Двойной день рождения отмечали с размахом, было много гостей, много кориандровой водки и всяких дешевых закусок вроде шпротного паштета, который мы называли «рвотным». Мой однокурсник Сакс импровизировал на своем серебряном саксофоне, и все млели от Сачмо. Сакс был бисексуалом. Как-то он рассказал мне о своем первом гомосексуальном опыте: «А после этого он дал мне тридцать рублей. Тридцатник, старик!» После занятий, однако, у университета его ждали сногсшибательные молодые женщины, одетые так, как не одевалась даже наша Оленька Овчинникова, отец которой был начальником гарнизонного военторга. Вечерами Сакс играл в ресторанах и в деньгах никогда не нуждался.

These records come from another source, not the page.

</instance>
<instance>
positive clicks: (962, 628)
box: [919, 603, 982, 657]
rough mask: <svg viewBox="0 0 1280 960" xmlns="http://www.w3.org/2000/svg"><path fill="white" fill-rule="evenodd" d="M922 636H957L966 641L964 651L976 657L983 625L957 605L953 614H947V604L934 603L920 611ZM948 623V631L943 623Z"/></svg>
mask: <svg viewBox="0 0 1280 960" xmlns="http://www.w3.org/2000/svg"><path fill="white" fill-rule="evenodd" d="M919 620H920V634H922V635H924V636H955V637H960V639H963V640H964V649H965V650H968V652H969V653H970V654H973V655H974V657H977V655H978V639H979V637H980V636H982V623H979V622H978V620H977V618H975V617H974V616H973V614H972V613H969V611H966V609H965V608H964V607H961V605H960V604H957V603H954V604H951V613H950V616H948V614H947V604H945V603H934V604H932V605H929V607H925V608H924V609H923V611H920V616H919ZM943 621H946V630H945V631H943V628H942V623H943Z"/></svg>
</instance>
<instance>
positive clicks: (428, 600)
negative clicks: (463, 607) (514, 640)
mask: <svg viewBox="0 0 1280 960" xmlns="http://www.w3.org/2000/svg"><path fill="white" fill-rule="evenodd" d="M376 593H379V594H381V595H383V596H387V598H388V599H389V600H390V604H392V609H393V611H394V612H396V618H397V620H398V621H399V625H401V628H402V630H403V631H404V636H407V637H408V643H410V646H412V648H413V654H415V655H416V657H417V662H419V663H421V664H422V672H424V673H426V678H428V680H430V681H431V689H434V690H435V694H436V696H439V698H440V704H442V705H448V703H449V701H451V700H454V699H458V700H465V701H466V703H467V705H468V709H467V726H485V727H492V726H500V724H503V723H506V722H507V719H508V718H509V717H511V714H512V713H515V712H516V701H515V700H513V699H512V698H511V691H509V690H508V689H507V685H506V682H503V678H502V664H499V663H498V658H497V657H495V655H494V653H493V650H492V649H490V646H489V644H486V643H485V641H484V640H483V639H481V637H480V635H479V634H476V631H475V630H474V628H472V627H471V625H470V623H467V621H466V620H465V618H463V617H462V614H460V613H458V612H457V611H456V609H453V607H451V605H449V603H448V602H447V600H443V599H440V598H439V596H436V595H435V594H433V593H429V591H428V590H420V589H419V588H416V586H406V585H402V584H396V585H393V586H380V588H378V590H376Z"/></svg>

А дружок Сакса — Гонька, крупный парень с волнистыми волосами до плеч, в тот вечер рвал гитарные струны, колотил по деке и вопил своим божественным голосом: «Boy! You gonna carry that weight! Carry that weight!», и ему аплодировали прохожие с тротуара.
Геша Конь вскоре ушел из университета и устроился в милицию. Через три месяца его наградили медалью: он в одиночку обезвредил опасного преступника. Цыца — она стала учительницей немецкого в школе рабочей молодежи — родила ему троих детей. Свинья вернулся в Москву, к родителям. Сакс впутался в какую-то темную историю с наркотиками, но избежал тюрьмы. Он по-прежнему играл в ресторанах и пользовался большой популярностью. Гонька стал солистом ансамбля песни и пляски Балтийского флота, и когда он выходил на авансцену, раскидывал руки и запевал своим божественным голосом: «Прощайте, скалистые горы», суровые адмиралы в зале смахивали слезы с ресниц. Вольнодумцы — кто женился на дочке начальника милиции Центрального района, кто устроился в комсомольскую газету, кто в горком и обком комсомола, кто в аспирантуру, где приходилось заниматься ненавистным Некрасовым, а один из них — советскую власть он называл «режимом», хотя тогда так было принято называть только правительство Пиночета — после университета и вовсе пошел служить в КГБ. Стихи писать они все перестали. Общежитие, где мы праздновали тот день рождения, вскоре превратили в один из учебных корпусов университета.
На праздновании двойного дня рождения я чем-то отравился и попал в инфекционную больницу. Через два дня гомерический понос прекратился, но выпускать меня не стали: инкубационный период — двадцать один день. Друзья принесли мне сигарет и учебники, чтобы я мог подготовиться к летней сессии.
Накатила Пасха, в воскресенье к моим соседям по палате приехали друзья, подруги и жены, которые привезли много вкусной еды и выпивки. Мужчины, питавшиеся паровыми котлетами без соли, набросились на копченую рыбу. За стол позвали медсестер, и вскоре все были пьяны. Самая молодая из медсестер — ей было девятнадцать, и она уже дважды лечилась в психушке от алкоголизма — устроила стриптиз в смотровом кабинете, куда выстроилась очередь: эту Юлю трахали по очереди человек пятнадцать-двадцать. А потом она кое-как выбралась во двор, закурила, упала лицом на скамейку, залилась кровью и потеряла сознание. В полуразрушенном здании, стоявшем на огороженной территории больницы, тоже кого-то трахали: видны были женские задницы, голые ноги, нижнее белье. Мужчины в больничных пижамах бегали через дырку в заборе в соседний магазин за добавкой, пытались передать вино несчастным, которые томились в забранных стальной сеткой боксах с табличками «Чума», «Холера». В туалет было невозможно зайти: огромный бак для мочи был перевернут, номерные горшки с дерьмом валялись где попало.
Я боялся копченой рыбы и вина, а потому читал учебник на своей койке, только изредка выходил на лестницу покурить. При мысли о том, что вскоре я вернусь в общежитие, в университет, займусь тем, что мне было неинтересно, не нужно, меня аж мутило.
А весь этот разгул… особенно сильного впечатления на меня он не произвел: в родном городке навидался всякого…
Утром я сказал врачу, который пришел меня осматривать:
— Я здоров. Понимаю: у вас правила, инструкции, но — выпустите меня отсюда. — Набрал воздуха и договорил: — Иначе я напишу жалобу вашему начальству и расскажу, что здесь происходило вчера.
Врач посмотрел на меня печально — и выписал.
В тот же день я отнес в деканат заявление с просьбой об отчислении, забрал из общежития Джоконду, висевшую над моей солдатской койкой, и уехал домой.
Через несколько дней я стал корреспондентом районной газеты «Знамя Ильича».
Первое, что выяснилось, когда я пришел в районную газету: я не умею писать.